To experiment with raw chocolate
I made raw chocolate for presents this year and it went down well and I would like to make different flavours
To play music four times a month
I love to play my instruments, but I never do it and I don’t know why. Maybe writing it down will make me do it.
To listen to music and do nothing else four times a month
I used to spend hours as a young adult doing this and it fed my soul in no uncertain terms. Now I only listen to music when I am doing something. But music is more important to me than that and I want to prioritise it .

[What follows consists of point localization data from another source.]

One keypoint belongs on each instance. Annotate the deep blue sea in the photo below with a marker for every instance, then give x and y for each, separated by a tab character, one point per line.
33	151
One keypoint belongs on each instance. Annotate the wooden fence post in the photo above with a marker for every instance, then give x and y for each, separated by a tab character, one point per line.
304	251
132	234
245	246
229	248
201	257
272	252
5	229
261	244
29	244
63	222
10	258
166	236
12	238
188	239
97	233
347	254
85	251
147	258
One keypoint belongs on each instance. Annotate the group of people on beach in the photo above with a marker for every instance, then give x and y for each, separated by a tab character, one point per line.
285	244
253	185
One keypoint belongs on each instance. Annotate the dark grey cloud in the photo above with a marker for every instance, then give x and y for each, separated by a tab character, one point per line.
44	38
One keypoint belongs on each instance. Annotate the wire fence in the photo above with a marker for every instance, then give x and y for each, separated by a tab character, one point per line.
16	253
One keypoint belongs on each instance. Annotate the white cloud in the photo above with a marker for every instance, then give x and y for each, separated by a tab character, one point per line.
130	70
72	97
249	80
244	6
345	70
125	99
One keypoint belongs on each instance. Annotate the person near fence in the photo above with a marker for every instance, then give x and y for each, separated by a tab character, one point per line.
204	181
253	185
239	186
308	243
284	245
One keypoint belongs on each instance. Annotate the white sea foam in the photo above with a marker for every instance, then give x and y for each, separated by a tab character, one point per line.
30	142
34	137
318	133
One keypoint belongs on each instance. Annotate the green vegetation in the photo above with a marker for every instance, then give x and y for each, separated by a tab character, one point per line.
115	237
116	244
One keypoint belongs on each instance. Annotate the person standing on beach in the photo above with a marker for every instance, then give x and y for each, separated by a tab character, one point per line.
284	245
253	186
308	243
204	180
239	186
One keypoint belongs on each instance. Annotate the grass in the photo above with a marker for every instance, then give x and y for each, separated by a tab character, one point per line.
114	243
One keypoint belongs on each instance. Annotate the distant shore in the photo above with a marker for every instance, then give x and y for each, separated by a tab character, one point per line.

To do morning pages every day
to handwrite in a notepad – not a nice moleskin or other, but just a notebook with pencil. This is all of the moaning, whinging and ‘I did this and went there’ type writing that clogs my brain up
To write 1000 words a day
This will be typed and possibly turned into blog posts, or maybe at some point something bigger, who knows.
I want to be a published writer someday – in fact I already have been, but under client’s names when I worked in PR, I have been published in quite a few trade magazines but I want to be published under my name. Writing every day makes it more likely to happen. Someone once said you are what you do every day. So I want to be a writer, so I need to write every day.
To publish 5 photos a week on flikr or this blog
I want to develop my visual side of my creativity, which is quite weak actually, so by setting myself a goal of 5 photos a week I will have to take lots of photos and get out there!
To have 2 artist dates a month
To go off by myself and do something to ‘fill my well’ as Julia Cameron puts it
There are other sections in this goals list, but I will save them for another time as this is getting rather long now!